4. Sur les demandes accessoires
En cette matière où la saisine du tribunal et la notification des décisions se font sans l’intervention d’un huissier de justice, les dépens éventuellement engagés par une partie dans le cadre de la présente instance resteront à la charge de celle-ci.

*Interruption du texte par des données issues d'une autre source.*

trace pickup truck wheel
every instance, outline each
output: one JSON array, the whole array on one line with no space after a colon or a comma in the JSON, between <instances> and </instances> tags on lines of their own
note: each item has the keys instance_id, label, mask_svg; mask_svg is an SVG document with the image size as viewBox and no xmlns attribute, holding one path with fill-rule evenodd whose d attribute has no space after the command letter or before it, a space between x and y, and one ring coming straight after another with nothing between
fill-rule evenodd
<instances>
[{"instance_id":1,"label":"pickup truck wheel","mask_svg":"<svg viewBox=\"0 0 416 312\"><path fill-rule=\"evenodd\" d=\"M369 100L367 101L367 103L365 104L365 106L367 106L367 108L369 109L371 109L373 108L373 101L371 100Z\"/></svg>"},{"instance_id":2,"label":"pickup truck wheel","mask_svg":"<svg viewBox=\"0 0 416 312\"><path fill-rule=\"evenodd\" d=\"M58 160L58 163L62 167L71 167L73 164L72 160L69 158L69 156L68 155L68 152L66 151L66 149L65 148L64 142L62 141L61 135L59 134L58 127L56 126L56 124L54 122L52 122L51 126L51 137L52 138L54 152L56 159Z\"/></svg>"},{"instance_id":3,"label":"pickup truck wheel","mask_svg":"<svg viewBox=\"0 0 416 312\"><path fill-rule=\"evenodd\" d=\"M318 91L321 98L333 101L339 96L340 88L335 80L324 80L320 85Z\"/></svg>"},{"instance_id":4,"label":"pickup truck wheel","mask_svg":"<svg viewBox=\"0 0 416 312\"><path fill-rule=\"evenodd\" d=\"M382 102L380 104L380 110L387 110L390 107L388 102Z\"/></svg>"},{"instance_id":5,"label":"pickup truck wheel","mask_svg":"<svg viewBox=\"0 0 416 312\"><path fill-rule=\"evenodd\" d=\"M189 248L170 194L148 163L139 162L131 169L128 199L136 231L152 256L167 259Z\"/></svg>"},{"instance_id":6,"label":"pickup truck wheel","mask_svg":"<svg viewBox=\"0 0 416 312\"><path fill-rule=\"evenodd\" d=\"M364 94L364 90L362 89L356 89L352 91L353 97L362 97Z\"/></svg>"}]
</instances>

Il sera enfin rappelé que la présente décision est immédiatement exécutoire en application de l’article R.713-10 du code de la consommation.
PAR CES MOTIFS,
Le juge des contentieux de la protection, statuant après débats en audience publique par mise à disposition au greffe, par ordonnance en application de l’article R.743-2 du code de la consommation, rendue par défaut, en dernier ressort, et insusceptible de pourvoi en cassation ;
DÉCLARE irrecevables les prétentions et moyens nouveaux de M. [M] [J] et Mme [V] [U] épouse [J], contenus dans leurs conclusions visées à l’audience et non préalablement communiquées au débiteur non comparant (ainsi par exemple de la demande formée au titre de l’article 700 du code de procédure civile) ;
DÉCLARE recevable en la forme le recours formé par M. [M] [J] et Mme [V] [U] épouse [J] à l’encontre du rétablissement personnel sans liquidation judiciaire imposé par la commission de surendettement des particuliers de Paris le 24 octobre 2024 au bénéfice de M. [R] [Z] ;
FIXE pour les besoins de la présente procédure le montant de la créance détenue par M. [M] [J] et Mme [V] [U] épouse [J] à l’encontre de M. [R] [Z] à la somme de 30 730,83 euros au titre des loyers, charges et/ou indemnités d’occupation impayés, suivant décompte arrêté au 31 janvier 2025 (terme de janvier 2025 inclus) ;
REJETTE la fin de non-recevoir soulevée par M. [M] [J] et Mme [V] [U] épouse [J] tirée de la mauvaise foi du débiteur ;
CONSTATE que M. [R] [Z] n’est pas dans une situation irrémédiablement compromise au sens de l’article L.724-1 alinéa 2 du code de la consommation ;
DIT en conséquence n’y avoir lieu au prononcé à son profit d’une mesure de rétablissement personnel sans liquidation judiciaire ;
RENVOIE le dossier de M. [R] [Z] devant la commission de surendettement des particuliers de Paris ;
REJETTE le surplus des demandes ;
LAISSE à chaque partie la charge des éventuels dépens par elle engagés ;
DIT que la présente décision sera notifiée par lettre recommandée avec avis de réception à M. [R] [F] [B] et à ses créanciers, et par lettre simple à la commission de surendettement des particuliers de Paris ;
RAPPELLE que la présente décision est immédiatement exécutoire.
Ainsi jugé et prononcé par mise à disposition les jour, mois et an susdits par la Présidente et la Greffière susnommées.